Ekonom Kritik BI: Inflasi Terkendali Tapi Daya Beli Tertekan

Ilustrasi - Inflasi Turun. (Dok.Fakta.com)
FAKTA.COM, Jakarta – Di balik pujian atas keberhasilan menjaga inflasi tetap rendah, Bank Indonesia (BI) mendapat sorotan tajam dari kalangan ekonom. Kebijakan operasi moneter yang terus bersifat absorptif, disebut-sebut justru memperparah pelemahan ekonomi riil.
Ekonom Bright Institute, Awalil Rizky, menilai arah kebijakan Bank Indonesia dalam lima tahun terakhir, terutama sepanjang 2024 hingga awal 2025, terlalu fokus untuk menyerap uang beredar dari pasar.
“Arah kebijakan demikian makin tampak selama lima tahun terakhir, dan melonjak pada tahun 2024,” ucap Awalil dalam keterangan tertulisnya pada Rabu (16/4/2025).
Total nilai Operasi Moneter (OM) yang menyerap likuiditas pada akhir Maret 2025 mencapai Rp922,58 triliun. Angka ini melonjak hampir tiga kali lipat dibanding akhir 2019.
Instrumen Sekuritas Rupiah Bank Indonesia (SRBI) mendominasi dengan nilai Rp891,13 triliun, sebagian besar justru condong pada kepemilikan oleh pihak asing.
Kebijakan ini, menurut Awalil memang efektif menekan inflasi, namun seraya membuat perbankan enggan menyalurkan kredit ke sektor rill.
“Ekonom bisa mengartikan sebagai kurangnya dorongan pada pertumbuhan ekonomi, termasuk penciptaan lapangan kerja. Ekonom pun dapat mengkritik kebijakan ini yang membuat bank menjadi ‘malas’ menyalurkan ke sektor riil,” ucap Awalil.
Pihak yang paling merasakan dampak adalah kelompok masyarakat kelas bawah dan menengah.

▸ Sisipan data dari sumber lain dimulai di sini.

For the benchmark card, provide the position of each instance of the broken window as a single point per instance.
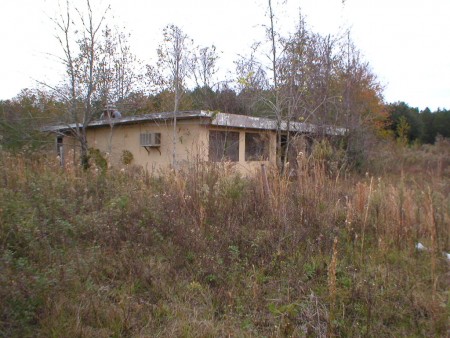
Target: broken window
(223, 146)
(256, 147)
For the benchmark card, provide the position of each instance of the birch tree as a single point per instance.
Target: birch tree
(80, 46)
(173, 71)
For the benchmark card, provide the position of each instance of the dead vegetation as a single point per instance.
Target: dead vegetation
(207, 253)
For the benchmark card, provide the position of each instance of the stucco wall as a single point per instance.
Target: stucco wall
(193, 144)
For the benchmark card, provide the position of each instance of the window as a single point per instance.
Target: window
(256, 147)
(223, 146)
(59, 145)
(150, 139)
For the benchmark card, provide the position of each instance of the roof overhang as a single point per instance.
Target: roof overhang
(217, 119)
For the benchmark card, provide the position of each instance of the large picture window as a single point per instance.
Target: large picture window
(223, 146)
(256, 147)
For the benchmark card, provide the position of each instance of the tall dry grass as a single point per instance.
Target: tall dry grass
(206, 252)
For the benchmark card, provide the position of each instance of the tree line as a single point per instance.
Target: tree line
(301, 76)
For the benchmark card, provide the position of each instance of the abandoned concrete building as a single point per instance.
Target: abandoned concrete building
(244, 141)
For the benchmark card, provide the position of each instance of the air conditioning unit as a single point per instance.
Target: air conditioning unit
(150, 140)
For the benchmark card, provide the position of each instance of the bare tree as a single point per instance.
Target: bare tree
(173, 70)
(80, 56)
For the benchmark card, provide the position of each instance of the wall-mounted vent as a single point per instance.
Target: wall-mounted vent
(150, 140)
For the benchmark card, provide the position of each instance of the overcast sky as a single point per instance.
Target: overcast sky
(406, 42)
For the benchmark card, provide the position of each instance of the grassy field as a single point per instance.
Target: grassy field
(207, 253)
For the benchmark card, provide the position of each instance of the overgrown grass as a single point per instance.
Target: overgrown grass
(207, 253)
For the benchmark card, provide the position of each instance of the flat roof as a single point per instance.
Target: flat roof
(211, 118)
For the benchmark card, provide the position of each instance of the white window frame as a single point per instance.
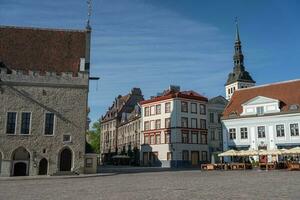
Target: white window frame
(30, 124)
(54, 124)
(16, 124)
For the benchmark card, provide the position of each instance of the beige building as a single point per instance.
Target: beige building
(174, 129)
(43, 96)
(215, 108)
(120, 117)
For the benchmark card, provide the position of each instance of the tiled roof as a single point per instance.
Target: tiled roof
(42, 49)
(288, 93)
(170, 94)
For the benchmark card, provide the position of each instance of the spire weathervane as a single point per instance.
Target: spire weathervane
(237, 34)
(89, 3)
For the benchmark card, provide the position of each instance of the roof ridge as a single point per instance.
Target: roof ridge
(43, 28)
(268, 84)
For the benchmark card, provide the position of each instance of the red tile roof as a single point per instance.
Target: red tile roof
(288, 93)
(42, 49)
(170, 94)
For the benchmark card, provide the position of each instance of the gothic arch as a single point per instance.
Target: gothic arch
(20, 162)
(65, 159)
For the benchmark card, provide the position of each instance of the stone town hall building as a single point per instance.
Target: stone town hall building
(43, 97)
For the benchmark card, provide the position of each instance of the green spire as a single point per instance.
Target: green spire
(237, 34)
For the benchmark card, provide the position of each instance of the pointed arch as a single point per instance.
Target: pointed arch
(66, 159)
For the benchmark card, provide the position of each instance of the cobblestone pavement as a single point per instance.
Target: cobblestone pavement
(173, 185)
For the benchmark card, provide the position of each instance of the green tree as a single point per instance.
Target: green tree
(93, 137)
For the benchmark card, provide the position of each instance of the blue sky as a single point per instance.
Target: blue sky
(154, 43)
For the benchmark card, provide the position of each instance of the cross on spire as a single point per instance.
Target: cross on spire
(89, 9)
(237, 34)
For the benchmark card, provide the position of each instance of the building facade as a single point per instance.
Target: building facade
(129, 133)
(215, 108)
(174, 129)
(120, 116)
(43, 96)
(239, 78)
(263, 117)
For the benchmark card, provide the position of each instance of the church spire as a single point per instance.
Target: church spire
(239, 78)
(238, 57)
(237, 33)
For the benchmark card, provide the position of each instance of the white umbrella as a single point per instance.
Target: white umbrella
(228, 153)
(295, 150)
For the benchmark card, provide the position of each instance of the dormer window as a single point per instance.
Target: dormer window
(260, 110)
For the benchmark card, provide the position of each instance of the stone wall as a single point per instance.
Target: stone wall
(65, 96)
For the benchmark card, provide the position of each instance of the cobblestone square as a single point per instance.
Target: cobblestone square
(171, 185)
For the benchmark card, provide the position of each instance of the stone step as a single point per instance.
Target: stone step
(65, 173)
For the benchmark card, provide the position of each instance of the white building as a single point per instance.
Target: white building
(263, 117)
(239, 78)
(174, 129)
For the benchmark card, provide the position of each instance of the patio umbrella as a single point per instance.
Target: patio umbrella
(228, 153)
(249, 152)
(295, 150)
(262, 152)
(274, 152)
(284, 151)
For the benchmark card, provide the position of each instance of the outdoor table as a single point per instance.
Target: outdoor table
(270, 166)
(207, 167)
(293, 166)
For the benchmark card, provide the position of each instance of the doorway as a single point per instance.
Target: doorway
(20, 162)
(43, 167)
(20, 169)
(195, 158)
(66, 160)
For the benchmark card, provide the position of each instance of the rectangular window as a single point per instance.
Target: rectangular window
(212, 134)
(219, 118)
(157, 139)
(66, 138)
(261, 132)
(167, 137)
(147, 111)
(152, 110)
(146, 139)
(244, 133)
(89, 162)
(167, 123)
(184, 106)
(203, 138)
(157, 124)
(169, 155)
(232, 133)
(146, 125)
(25, 123)
(185, 155)
(49, 124)
(185, 137)
(11, 122)
(158, 109)
(152, 124)
(194, 123)
(204, 155)
(152, 139)
(211, 117)
(167, 107)
(194, 137)
(260, 110)
(294, 129)
(202, 109)
(184, 122)
(194, 108)
(280, 130)
(202, 123)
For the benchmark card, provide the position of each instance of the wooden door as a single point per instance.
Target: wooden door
(195, 158)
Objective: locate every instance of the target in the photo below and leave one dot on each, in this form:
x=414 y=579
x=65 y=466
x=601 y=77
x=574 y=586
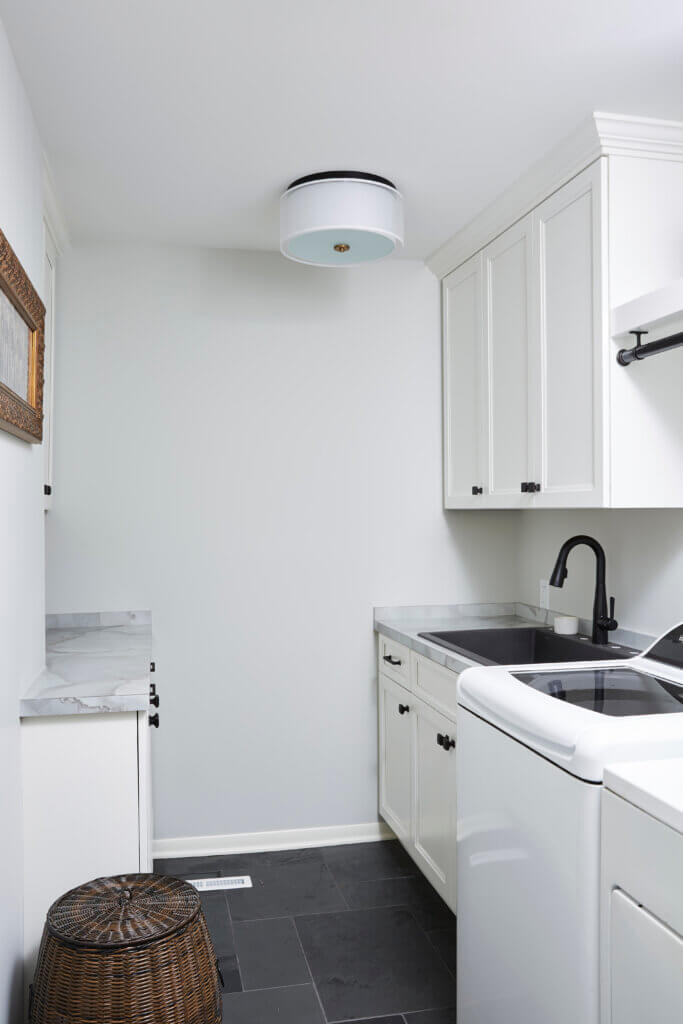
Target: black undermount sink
x=521 y=645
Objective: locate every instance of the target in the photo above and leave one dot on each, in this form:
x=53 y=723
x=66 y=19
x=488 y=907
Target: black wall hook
x=640 y=351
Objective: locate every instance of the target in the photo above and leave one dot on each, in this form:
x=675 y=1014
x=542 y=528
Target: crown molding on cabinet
x=600 y=135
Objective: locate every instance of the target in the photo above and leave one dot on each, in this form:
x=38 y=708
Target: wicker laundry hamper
x=131 y=949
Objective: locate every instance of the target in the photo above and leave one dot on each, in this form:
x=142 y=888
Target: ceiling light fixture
x=340 y=218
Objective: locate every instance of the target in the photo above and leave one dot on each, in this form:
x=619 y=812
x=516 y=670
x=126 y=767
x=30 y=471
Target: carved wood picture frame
x=23 y=415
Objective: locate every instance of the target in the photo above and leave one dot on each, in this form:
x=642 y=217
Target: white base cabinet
x=417 y=766
x=87 y=808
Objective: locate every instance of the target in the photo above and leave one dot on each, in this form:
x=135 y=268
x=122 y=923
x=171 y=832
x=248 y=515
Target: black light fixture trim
x=329 y=175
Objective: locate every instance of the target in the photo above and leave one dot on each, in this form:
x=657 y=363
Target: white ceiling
x=179 y=121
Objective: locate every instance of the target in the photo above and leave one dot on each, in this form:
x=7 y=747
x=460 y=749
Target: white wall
x=644 y=552
x=22 y=561
x=251 y=449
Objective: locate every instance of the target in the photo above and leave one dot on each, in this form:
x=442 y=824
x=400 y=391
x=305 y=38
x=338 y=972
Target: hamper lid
x=122 y=910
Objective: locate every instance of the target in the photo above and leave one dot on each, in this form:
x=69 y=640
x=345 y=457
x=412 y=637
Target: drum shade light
x=340 y=218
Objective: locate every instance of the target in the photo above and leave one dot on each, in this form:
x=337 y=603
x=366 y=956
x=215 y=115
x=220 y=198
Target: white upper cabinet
x=538 y=412
x=464 y=462
x=508 y=366
x=571 y=315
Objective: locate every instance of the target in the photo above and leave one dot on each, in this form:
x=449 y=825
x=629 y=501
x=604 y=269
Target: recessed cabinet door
x=396 y=714
x=464 y=462
x=507 y=268
x=435 y=800
x=568 y=240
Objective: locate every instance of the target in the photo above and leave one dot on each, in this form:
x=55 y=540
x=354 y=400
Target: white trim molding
x=285 y=839
x=600 y=135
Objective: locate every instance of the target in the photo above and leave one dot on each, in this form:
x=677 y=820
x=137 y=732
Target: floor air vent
x=212 y=885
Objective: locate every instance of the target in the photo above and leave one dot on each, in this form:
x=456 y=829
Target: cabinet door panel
x=507 y=266
x=395 y=757
x=463 y=417
x=567 y=237
x=435 y=802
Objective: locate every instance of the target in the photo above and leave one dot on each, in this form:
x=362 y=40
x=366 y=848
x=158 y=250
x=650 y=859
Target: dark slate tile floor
x=346 y=933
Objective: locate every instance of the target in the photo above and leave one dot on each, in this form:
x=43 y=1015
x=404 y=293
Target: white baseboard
x=285 y=839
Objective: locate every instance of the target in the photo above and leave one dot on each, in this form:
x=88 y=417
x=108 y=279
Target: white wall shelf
x=654 y=310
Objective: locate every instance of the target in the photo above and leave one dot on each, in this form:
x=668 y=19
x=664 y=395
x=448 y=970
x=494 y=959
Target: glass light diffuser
x=340 y=218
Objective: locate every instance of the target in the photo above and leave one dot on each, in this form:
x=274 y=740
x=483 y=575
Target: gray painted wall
x=252 y=449
x=22 y=546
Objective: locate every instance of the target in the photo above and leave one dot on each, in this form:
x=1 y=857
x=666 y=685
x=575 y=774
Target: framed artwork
x=22 y=349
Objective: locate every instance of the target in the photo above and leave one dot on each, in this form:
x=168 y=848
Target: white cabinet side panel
x=507 y=266
x=435 y=801
x=463 y=415
x=80 y=809
x=568 y=243
x=396 y=757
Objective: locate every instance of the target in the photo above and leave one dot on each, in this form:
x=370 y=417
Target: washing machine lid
x=617 y=691
x=654 y=786
x=553 y=710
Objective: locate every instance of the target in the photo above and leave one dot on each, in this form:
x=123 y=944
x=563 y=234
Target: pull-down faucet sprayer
x=602 y=623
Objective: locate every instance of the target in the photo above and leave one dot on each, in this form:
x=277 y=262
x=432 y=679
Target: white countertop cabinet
x=538 y=412
x=85 y=761
x=417 y=761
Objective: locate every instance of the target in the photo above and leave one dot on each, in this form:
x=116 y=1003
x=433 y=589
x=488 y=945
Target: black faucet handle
x=608 y=622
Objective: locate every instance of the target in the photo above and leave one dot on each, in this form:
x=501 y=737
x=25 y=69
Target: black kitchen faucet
x=602 y=623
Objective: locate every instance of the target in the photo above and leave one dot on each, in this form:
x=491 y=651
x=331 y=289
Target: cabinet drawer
x=394 y=660
x=436 y=685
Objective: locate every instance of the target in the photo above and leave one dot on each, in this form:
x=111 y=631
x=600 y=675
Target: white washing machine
x=532 y=745
x=641 y=935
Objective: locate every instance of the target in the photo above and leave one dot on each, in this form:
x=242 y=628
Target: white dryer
x=532 y=745
x=642 y=893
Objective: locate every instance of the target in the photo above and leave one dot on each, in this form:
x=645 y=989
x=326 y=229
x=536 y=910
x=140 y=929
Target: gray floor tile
x=427 y=906
x=374 y=963
x=286 y=889
x=218 y=923
x=410 y=891
x=365 y=861
x=444 y=939
x=248 y=863
x=229 y=971
x=269 y=953
x=284 y=1006
x=432 y=1017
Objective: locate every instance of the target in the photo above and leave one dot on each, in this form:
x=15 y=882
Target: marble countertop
x=656 y=786
x=404 y=624
x=94 y=663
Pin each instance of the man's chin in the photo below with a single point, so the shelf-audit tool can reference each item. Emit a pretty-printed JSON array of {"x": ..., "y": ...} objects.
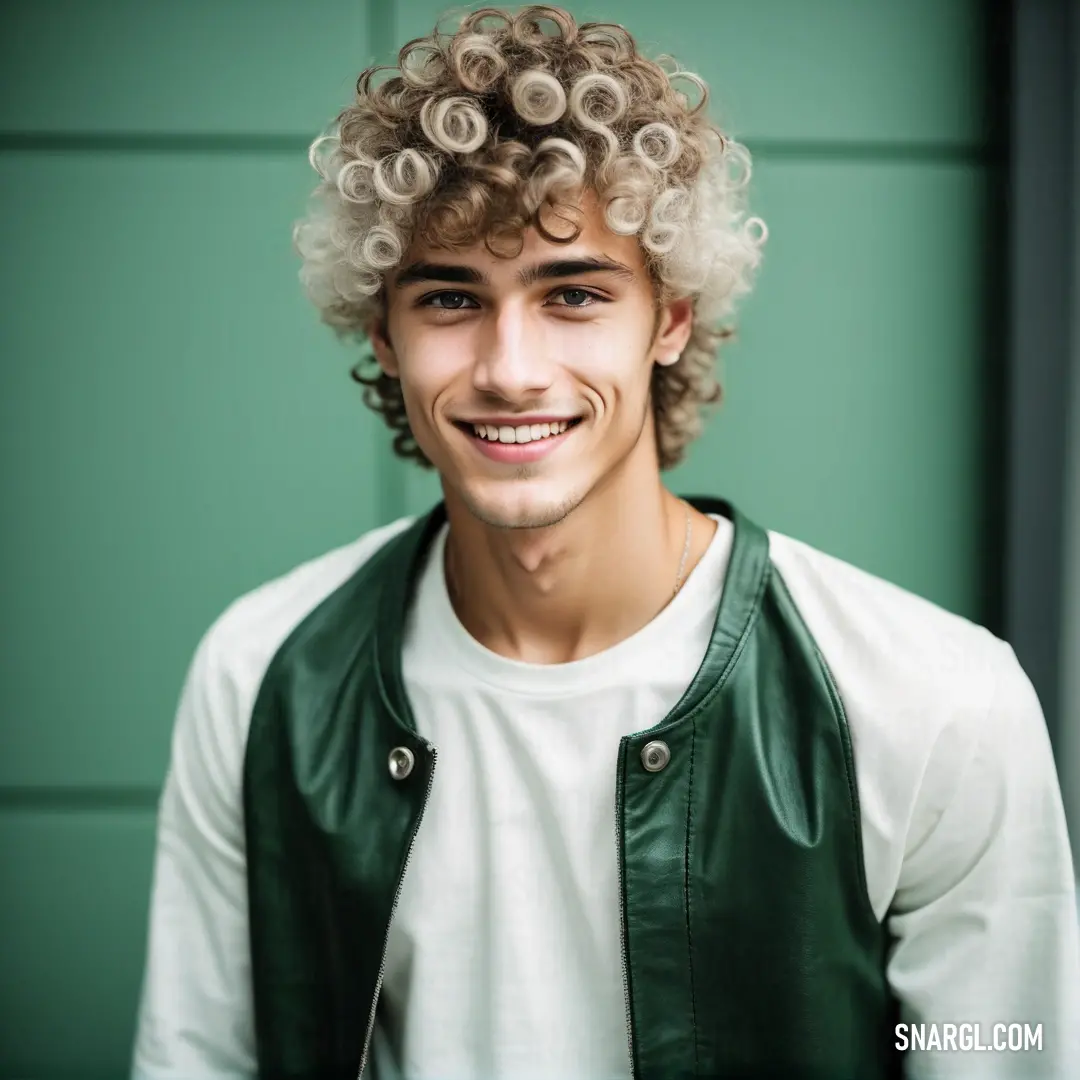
[{"x": 529, "y": 507}]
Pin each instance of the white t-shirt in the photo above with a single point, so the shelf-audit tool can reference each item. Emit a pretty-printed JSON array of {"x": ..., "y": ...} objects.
[{"x": 503, "y": 960}]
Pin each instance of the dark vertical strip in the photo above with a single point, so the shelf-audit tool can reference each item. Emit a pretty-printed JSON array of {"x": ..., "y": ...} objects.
[
  {"x": 1041, "y": 183},
  {"x": 381, "y": 34},
  {"x": 994, "y": 338}
]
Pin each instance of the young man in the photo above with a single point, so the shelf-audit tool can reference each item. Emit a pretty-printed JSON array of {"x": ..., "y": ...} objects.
[{"x": 707, "y": 802}]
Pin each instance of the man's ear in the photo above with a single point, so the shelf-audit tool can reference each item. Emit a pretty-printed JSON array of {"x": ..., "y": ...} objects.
[
  {"x": 378, "y": 335},
  {"x": 673, "y": 331}
]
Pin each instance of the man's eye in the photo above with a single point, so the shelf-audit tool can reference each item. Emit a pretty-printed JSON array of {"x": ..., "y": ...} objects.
[
  {"x": 577, "y": 298},
  {"x": 447, "y": 301}
]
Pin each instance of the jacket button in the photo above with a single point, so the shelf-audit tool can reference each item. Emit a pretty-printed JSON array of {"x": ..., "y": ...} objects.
[
  {"x": 401, "y": 763},
  {"x": 656, "y": 755}
]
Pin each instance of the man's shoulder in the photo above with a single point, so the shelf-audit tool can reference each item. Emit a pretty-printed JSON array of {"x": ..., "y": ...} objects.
[
  {"x": 872, "y": 620},
  {"x": 910, "y": 674},
  {"x": 243, "y": 639}
]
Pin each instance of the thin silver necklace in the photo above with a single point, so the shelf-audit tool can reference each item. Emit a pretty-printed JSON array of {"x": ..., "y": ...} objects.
[{"x": 686, "y": 551}]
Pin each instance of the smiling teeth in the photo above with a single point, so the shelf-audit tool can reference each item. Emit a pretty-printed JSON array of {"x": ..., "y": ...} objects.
[{"x": 526, "y": 433}]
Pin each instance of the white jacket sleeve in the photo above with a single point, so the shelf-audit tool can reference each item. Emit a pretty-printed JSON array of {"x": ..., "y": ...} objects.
[
  {"x": 194, "y": 1017},
  {"x": 985, "y": 913}
]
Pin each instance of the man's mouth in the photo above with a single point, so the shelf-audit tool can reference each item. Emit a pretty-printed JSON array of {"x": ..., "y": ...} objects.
[{"x": 517, "y": 433}]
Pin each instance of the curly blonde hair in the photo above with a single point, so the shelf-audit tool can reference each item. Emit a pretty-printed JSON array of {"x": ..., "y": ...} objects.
[{"x": 500, "y": 126}]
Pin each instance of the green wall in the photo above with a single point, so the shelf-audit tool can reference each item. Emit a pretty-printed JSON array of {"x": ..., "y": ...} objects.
[{"x": 176, "y": 427}]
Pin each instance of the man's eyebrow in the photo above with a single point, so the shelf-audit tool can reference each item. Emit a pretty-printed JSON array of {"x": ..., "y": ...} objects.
[
  {"x": 572, "y": 268},
  {"x": 439, "y": 271},
  {"x": 552, "y": 269}
]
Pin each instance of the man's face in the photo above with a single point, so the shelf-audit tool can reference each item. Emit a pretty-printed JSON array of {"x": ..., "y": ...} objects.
[{"x": 526, "y": 379}]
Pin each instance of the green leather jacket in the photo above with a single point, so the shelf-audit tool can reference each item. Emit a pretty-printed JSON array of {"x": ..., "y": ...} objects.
[{"x": 750, "y": 946}]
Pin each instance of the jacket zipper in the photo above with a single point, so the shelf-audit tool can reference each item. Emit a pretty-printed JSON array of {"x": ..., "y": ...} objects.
[
  {"x": 622, "y": 915},
  {"x": 393, "y": 907}
]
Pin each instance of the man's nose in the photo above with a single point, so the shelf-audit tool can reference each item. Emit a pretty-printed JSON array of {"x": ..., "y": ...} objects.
[{"x": 513, "y": 359}]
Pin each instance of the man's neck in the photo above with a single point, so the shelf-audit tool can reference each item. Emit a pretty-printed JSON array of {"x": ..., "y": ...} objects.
[{"x": 568, "y": 591}]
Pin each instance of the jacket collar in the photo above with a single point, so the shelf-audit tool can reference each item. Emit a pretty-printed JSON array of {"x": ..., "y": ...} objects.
[{"x": 747, "y": 575}]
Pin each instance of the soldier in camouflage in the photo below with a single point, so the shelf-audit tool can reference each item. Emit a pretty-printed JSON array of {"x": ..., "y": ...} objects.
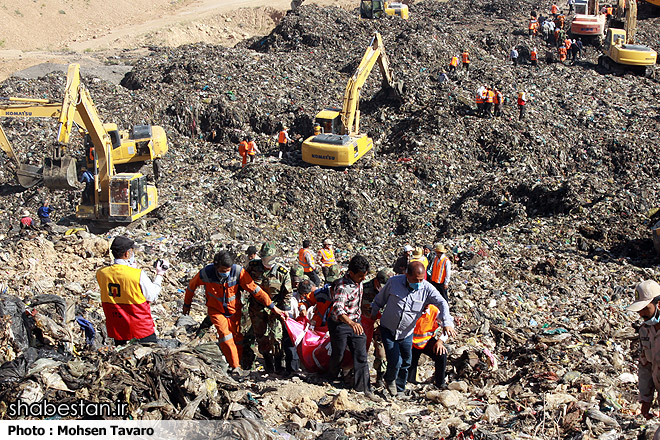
[
  {"x": 369, "y": 291},
  {"x": 272, "y": 338}
]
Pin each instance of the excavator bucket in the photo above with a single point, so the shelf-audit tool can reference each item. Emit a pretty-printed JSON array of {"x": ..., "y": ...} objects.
[
  {"x": 29, "y": 175},
  {"x": 60, "y": 172}
]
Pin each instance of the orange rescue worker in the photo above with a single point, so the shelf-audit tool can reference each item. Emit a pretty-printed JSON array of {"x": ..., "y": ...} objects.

Hemat Awalil, likuiditas di pasar dan lambatnya distribusi kredit, konsumsi masyarakat pun bisa ikut tertekan.
Ketika ekonomi semestinya didorong, alih-alih memberi stimulus, kebijakan fiskal dan moneter justru makin ketat dan mempersempit ruang gerak.
“Pada saat ketidakpastian meningkat dan perekonomian cenderung melemah, mestinya otoritas ekonomi [pemerintah dan Bank Indonesia] lebih bersikap ‘countercyclical’. Namun, daya untuk itu cenderung makin lemah,” kritiknya.
Sementara itu, tercatat per (14/4/2025), BI juga aktif membeli Surat Berharga Negara (SBN) dengan total kepemilikan mencapai Rp1.548,81.
Menurut Awalil, kondisi ini menimbulkan kesan bahwa likuiditas condong disalurkan ke pemerintah ketimbang ke sektor usaha.